By this time, though, Rahu had already been ordained for seven years. When he’d knock off from his workshop duties, he’d clock-on as a Minita-a-Iwi, voluntarily ministering in the evenings and at weekends. He was the assistant vicar at St Faith’s, Ohinemutu.
And when the Rotorua bus garage was wound up he accepted an invitation to become the full time St Faith’s vicar.
Ngarahu Katene was born in Horohoro, south of Rotorua, in 1940. He is one of 10 children, and his father was a shepherd for the Maori Affairs Department.
He went to Horohoro Native School and moved on to Rotorua Boys High. On leaving school, he took on a bus mechanic apprenticeship in the city.
When he’d completed his time, he moved to Whakatane where, for 10 years, he looked after the Road Services buses and postal trucks.
And it was during this Whakatane period that Rahu began to take his Anglican faith more seriously.
“We didn’t have a car,” he says, “and the church was too far away for us to walk; yet the Maori Missioner, The Rev Kahutia Te Hau, would go out of his way to care for us. He’d visit us at home, regularly, and he’d bring us Holy Communion.”
His consistent, faithful care of the Katene whanau got Rahu starting to ponder about what he could give back to the church.
And Rahu’s thoughts about ministry came into sharper focus after he and his wife Kay went through a family crisis.
The fourth of their six children was born in Whakatane Hospital, and not expected to survive his first night: in desperation Rahu rang the new Maori Missioner, and at 2am The Rev Brown Turei made his way to the hospital to pray with Rahu, Kay and their newborn son. Their baby survived.
Rahu moved back to Rotorua for four years, where he connected again with Kahutia Te Hau, who was by this time Vicar of St Faith’s, Ohinemutu. That’s when he committed himself to serve in whatever way he could.
Rahu then accepted another Road Services post in the Southland town of Lumsden, where he was responsible for a bus fleet that ranged as far east as Milford Sound, as far west as Gore, as far south as Winton and north to Queenstown and Wanaka.
In 1980, Ngarahu and family returned to the North Island, and he continued to work for Road Services in Hamilton.
This was also the year he began part-time training for the Anglican ministry, and he was ordained a deacon and a priest in 1983. In 1989, he returned to Rotorua to that garage supervisor’s job – and also to the Ohinemutu church.
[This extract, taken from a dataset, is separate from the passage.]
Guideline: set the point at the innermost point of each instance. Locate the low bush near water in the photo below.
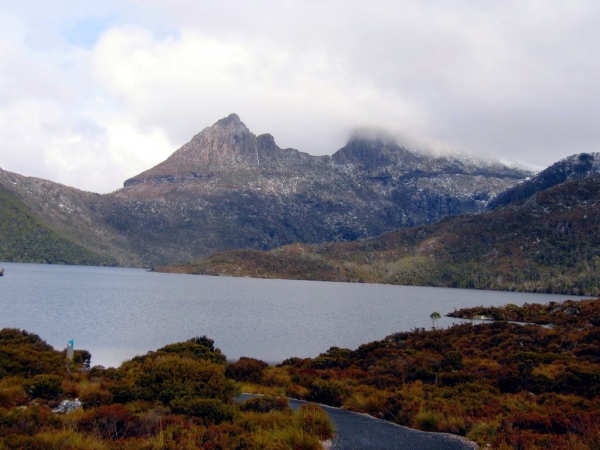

He served in Ohinemutu until 1994, when he was asked to move to Sydney to take up the running of Te Wairua Tapu, the Maori Anglican Church in Redfern.
Te Wairua Tapu is a focal point for Maori living in Sydney and the Redfern church also serves as a marae. When Maori die in Sydney, whanau often can’t afford to bring their deceased back for burial at their New Zealand turangawaewae.
In that case, many choose to have their tupapaku lie in state at Te Wairua Tapu, before interring them in the Maori section of Sydney’s Rookwood Cemetary.
Ngarahu returned to New Zealand in 2000, and he was then installed as the Archdeacon of Te Tai Hauauru.
Around that same time, Kay (nee Morgan) died.
Ngarahu has recently remarried, to Kamana Solomon (nee Paenga), who with her late husband, were long-time parishioners of Rahu’s, and friends of his and his late wife Kay.
So how does Rahu feel about the prospect of becoming a bishop?
“It’s quite scary, actually – but quite wonderful too. God has taken me on an amazing journey.”
The Almighty was confident, perhaps, that on this journey He was accompanied by a faithful mechanic. One who would go the distance.